Mohammed talked about his journey into machine learning, why he’s passionate about it, and what drew him to Oracle, emphasizing its innovative approach and leadership in tech.
Diving Into Mohammed’s Projects
Having reviewed his resume beforehand, the interviewer asked in-depth questions about two key projects he worked on:
1. Lung Cancer Detection in CT Scan Images
Questions:
Where did you source the data?
How did you preprocess it?
Which model architectures did you use?
Did you apply transfer learning? If so, can you explain it?
How did you measure performance?
2. Fine-Tuning LLAMA 2
Questions:
What data did you use?
Where did you perform the fine-tuning?
What is the core concept of fine-tuning?
Can you explain quantization (symmetric vs. asymmetric) and its mathematical foundation?
What’s the difference between full fine-tuning and half fine-tuning?
Can you explain LoRA (Low-Rank Adaptation), QLoRA, and how matrix decomposition reduces fine-tuning costs?
The questions were highly technical and aimed at assessing the depth of Mohammed’s knowledge and understanding.
Explaining ML Projects
The interviewer asked Mohammed how he’d tackle a machine learning project end-to-end. He outlined his approach:
Defining the problem.
Collecting and preparing data.
Choosing the right model.
Training and testing the model.
Deploying the solution in the real world.
Testing Analytical Skills
The interviewer presented a dataset with details like income, age, gender, relationship status, and a target variable (e.g., whether a customer would leave a service).
She asked Mohammed to:
Analyze the “relationship status” column to find trends or patterns.
Perform calculations on the “age” column, like finding the average, median, and standard deviation.

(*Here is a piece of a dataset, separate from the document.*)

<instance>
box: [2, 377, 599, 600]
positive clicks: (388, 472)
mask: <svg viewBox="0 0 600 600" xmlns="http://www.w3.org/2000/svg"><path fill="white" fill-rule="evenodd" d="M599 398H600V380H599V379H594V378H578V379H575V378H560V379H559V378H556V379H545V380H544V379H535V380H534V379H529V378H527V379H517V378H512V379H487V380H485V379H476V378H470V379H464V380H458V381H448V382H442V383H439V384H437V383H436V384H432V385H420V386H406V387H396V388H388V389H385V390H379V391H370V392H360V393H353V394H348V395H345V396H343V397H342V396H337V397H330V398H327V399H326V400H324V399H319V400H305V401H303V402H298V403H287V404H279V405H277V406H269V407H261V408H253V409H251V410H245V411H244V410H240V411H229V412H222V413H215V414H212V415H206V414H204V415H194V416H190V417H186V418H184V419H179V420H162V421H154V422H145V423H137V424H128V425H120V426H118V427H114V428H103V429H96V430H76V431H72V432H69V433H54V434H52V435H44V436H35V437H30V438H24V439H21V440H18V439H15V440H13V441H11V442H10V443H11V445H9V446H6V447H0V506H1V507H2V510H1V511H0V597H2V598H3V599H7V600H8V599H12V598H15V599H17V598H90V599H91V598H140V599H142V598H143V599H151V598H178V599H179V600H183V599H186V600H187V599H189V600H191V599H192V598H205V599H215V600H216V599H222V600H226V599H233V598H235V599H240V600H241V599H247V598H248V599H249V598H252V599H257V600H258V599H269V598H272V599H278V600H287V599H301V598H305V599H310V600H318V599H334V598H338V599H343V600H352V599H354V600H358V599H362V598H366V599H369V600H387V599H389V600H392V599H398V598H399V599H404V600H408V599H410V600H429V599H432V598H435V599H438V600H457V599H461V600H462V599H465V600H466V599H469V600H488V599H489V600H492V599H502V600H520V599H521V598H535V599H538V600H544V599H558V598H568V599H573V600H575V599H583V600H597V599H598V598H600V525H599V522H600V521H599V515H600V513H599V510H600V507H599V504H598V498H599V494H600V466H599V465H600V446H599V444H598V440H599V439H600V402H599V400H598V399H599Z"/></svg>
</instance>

This part was all about showing how Mohammed could make sense of raw data.
Imbalanced Data Scenarios
The conversation then shifted to imbalanced data—when one class (like fraud cases) is much rarer than the other.
She asked:
What is imbalanced data, and how do you handle it?
Can you give real-world examples? Mohammed mentioned fraud detection and spam email classification.
The interviewer presented a fun scenario: a spam detection model that always predicts “not spam.”
She challenged him to:
Create a confusion matrix.
Calculate metrics like accuracy and F1-score.
Interpret the results and suggest improvements.
Mohammed proposed using AI to generate synthetic spam emails. The interviewer was intrigued and asked him to explain how Transformer models and attention mechanisms work. He gave a simple breakdown of how these models focus on the most relevant parts of input data to improve predictions.
The Coding Challenge
The final part of the interview was a coding challenge on LeetCode. Mohammed solved the problem, explaining his approach and analyzing the time and space complexity of his solution.
Takeaways
Mohammed’s experience highlights the key skills needed for success in a machine learning interview:
Deep knowledge of your projects and ability to explain them clearly.
Strong grasp of ML concepts, metrics, and techniques.
Analytical problem-solving skills and coding proficiency.
If you’re preparing for an ML interview, let Mohammed’s experience inspire you to approach it with confidence and clarity. Good luck, and go crush it!